According to a recent report from the Congressional Research Service, the Drug Enforcement Administration has signaled it will follow a recommendation issued by the Department of Health and Human Services and the Food and Drug Administration to reclassify marijuana from a Schedule I to a Schedule III substance under the Controlled Substances Act. If approved, this would significantly lower federal marijuana penalties.
Lummis described these lowering of charges in her op-ed as a politically driven move made by President Joe Biden “to cater to the far left in his party ahead of the 2024 presidential election.”
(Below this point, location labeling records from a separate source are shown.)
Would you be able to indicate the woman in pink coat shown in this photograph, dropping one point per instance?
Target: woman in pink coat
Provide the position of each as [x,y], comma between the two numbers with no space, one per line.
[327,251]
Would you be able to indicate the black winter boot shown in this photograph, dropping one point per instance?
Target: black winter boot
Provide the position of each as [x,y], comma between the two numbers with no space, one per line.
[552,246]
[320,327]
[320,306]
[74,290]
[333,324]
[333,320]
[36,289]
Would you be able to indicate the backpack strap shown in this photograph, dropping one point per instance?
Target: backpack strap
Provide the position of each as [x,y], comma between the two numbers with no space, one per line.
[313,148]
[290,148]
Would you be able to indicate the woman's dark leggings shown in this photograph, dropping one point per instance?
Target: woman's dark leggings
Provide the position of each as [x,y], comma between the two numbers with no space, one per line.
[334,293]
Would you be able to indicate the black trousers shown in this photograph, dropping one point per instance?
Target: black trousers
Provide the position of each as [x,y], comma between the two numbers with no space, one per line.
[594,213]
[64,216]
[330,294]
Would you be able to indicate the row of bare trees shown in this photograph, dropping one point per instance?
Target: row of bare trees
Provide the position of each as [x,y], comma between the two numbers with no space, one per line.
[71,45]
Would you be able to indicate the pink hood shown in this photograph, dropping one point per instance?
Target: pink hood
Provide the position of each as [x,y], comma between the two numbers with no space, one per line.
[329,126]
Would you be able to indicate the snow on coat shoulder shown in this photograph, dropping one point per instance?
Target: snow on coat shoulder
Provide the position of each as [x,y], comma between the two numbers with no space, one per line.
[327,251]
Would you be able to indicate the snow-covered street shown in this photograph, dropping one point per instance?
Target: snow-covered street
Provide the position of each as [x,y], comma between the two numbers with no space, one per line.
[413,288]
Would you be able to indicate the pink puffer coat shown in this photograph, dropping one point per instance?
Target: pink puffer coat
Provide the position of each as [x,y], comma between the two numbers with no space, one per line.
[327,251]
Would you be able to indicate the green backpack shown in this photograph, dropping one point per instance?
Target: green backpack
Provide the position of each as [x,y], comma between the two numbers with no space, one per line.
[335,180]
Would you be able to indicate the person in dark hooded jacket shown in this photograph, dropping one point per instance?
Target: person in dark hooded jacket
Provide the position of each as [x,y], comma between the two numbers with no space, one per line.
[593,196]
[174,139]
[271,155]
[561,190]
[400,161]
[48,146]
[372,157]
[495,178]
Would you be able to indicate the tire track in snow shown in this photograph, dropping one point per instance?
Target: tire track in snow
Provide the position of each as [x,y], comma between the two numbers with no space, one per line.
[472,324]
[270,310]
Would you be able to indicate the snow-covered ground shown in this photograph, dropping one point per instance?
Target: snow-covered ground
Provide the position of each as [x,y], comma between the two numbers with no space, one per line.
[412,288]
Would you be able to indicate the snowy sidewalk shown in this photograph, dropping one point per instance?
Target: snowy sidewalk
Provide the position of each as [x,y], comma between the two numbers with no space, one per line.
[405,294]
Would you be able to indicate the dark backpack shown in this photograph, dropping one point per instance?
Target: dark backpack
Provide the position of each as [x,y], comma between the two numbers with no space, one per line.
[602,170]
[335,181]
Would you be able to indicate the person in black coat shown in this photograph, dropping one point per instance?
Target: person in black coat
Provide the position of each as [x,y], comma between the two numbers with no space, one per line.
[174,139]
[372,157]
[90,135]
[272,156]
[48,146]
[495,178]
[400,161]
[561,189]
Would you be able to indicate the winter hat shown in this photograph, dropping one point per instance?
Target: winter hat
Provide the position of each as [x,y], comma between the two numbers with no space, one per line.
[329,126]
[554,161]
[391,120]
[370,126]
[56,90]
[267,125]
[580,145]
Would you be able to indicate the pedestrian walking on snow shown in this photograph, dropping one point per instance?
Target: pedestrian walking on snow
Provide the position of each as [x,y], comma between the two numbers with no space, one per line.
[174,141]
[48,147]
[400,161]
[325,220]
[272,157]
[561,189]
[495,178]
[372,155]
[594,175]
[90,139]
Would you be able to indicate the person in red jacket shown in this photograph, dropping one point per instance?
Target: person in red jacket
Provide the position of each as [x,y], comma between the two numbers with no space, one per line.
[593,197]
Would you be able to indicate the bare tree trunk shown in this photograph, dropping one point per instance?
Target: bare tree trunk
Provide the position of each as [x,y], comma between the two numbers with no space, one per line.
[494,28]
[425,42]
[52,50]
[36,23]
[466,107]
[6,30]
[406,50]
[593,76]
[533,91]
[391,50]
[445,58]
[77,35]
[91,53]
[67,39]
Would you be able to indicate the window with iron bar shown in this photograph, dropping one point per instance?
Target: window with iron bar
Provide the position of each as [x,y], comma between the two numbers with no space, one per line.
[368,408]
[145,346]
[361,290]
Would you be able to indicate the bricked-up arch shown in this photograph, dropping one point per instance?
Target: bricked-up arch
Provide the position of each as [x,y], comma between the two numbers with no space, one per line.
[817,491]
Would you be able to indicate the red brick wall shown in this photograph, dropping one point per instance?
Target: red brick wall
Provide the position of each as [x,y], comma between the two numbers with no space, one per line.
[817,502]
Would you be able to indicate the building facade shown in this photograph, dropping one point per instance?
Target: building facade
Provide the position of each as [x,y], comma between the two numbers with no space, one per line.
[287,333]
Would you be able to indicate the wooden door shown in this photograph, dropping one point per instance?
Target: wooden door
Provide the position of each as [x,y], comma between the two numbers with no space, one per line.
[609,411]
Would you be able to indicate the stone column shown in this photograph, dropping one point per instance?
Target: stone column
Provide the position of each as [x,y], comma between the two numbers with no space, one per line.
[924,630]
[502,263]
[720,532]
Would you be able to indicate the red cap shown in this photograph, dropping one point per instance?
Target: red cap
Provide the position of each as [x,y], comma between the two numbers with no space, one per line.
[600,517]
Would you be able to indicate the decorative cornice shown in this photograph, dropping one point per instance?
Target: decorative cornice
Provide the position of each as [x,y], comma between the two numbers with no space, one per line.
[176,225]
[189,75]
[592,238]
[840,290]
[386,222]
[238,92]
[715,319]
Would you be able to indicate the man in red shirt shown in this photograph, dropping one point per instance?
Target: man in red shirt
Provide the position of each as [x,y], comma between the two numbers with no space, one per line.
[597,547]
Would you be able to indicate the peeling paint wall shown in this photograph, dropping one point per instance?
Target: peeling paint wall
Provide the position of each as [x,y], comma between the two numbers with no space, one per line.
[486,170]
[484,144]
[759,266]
“I do not think such a substantial change in law should be made by President Joe Biden and unelected bureaucrats in Washington,” she wrote.
She also recently introduced the Deferring Executive Authority Act to ensure Biden or any other future presidential administration cannot circumvent Congress to legalize marijuana federally.
What About Gun Control?
Within the robotext, SAM also criticized Lummis for voting for the SAFER Act when it contained language it believed allowed “de-banking” of gun manufacturers and mentioned that Second Amendment advocacy group Gun Owners of America (GOA) has come out against it.
Although GOA did originally come out against the bill, a representative for the group told Cowboy State Daily that Lummis actively worked to add protections and eliminate certain loopholes from the bill that were viewed as being anti-Second Amendment.
Spokesperson Mark Jones also vehemently denied any connection with the texts and said his group sent a cease-and-desist letter to SAM ordering the lobbying group to stop mentioning GOA in its lobbying schemes that it considers “unprecedented.”